When I started designing large-scale applications for the enterprise, I remember being amazed at the lack of understanding of the essential processes of the organisation that the designated ‘users’, ‘stakeholders’ or ‘customers’ had. When any important application gets the go-ahead, one might expect a general concerted action within the company to assist and ‘make it happen’, in order for the company to reap the benefits of efficiency-savings: Sort of like an Oklahoma barn-raising.

Reality comes as a shock. Let’s take as an example a corporate application: The panel of designated users is seconded from various departments. No manager will willingly part with competent staff. Instead, canny managers see this as a means of cleaning out from their department those staff that are burned out or demob-happy. Departments who are liable to contract or be reorganised by a successful IT initiative will deliberately nominate difficult and disruptive people. This is an unlikely mix of humanity from which to draw insights into what is now called the ‘business domain’.
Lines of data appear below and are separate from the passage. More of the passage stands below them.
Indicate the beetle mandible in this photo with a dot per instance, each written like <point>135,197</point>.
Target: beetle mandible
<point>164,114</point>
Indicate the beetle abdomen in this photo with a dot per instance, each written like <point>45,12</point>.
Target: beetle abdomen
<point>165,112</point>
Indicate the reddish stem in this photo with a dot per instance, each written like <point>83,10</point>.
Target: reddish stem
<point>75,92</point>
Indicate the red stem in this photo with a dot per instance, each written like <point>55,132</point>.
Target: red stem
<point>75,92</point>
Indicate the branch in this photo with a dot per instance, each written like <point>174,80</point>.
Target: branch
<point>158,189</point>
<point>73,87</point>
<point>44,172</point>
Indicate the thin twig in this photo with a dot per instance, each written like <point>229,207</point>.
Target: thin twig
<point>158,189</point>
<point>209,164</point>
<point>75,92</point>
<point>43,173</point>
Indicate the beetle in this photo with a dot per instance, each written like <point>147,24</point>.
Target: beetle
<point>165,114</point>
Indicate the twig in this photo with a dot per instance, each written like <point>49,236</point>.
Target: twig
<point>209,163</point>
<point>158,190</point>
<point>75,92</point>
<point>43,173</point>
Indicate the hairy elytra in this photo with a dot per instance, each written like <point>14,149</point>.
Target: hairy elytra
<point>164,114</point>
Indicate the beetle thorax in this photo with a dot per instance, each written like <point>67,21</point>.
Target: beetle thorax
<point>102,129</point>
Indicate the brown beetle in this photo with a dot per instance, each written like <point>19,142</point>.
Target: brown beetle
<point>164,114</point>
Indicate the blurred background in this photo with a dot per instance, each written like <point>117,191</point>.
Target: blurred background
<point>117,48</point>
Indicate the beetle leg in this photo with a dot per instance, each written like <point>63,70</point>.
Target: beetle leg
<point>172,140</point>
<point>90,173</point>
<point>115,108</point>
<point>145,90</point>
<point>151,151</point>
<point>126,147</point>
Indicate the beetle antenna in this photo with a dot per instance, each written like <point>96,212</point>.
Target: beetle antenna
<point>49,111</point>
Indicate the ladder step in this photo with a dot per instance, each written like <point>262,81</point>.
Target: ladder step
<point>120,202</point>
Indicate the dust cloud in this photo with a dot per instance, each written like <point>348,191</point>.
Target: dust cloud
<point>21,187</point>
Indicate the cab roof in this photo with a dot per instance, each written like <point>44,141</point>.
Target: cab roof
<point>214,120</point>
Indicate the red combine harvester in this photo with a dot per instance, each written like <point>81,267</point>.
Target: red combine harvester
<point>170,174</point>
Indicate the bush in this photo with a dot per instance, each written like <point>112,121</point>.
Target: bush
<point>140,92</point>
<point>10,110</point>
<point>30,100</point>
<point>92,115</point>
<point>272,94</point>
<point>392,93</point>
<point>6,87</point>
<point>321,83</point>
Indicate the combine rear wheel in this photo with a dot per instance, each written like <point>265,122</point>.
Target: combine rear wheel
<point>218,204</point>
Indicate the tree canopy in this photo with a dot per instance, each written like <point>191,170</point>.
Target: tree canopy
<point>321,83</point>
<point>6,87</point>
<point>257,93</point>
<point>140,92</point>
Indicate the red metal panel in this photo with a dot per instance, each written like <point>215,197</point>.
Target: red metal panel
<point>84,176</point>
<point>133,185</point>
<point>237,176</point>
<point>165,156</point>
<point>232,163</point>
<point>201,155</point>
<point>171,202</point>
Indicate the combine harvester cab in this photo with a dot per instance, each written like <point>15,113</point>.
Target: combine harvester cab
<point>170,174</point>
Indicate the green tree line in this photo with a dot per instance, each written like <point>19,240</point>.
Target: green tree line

I’ve seen projects where the developers have failed to realise until too late that their ‘stakeholders’ haven’t grasped the basics of the company’s activities, or who might even want to mislead. In any large organisation it is often an uphill struggle to discover what is really going on. The proportion of people with a broad perspective in what is going on can be very small, and they are too essential to be seconded to an IT project. and there are plenty of people who want to throw sand in the air to disguise how little they are contributing to the company. With staff turnovers increasing in recent years, evolving an effective application from their insights is like expecting primates to write Shakespeare on typewriters.

I remember once tracking down the only person who really understood the full shipping process for the organisation for whom I was developing an app. His office was in a trailer in the back of the car park. One needed rubber boots to get there. I thought to myself at the time ‘is this really a developer’s task to do this?’ Yes, I can say in hindsight, it might be essential. I think the technical term is ‘identifying the real stakeholder’, and it isn’t always easy.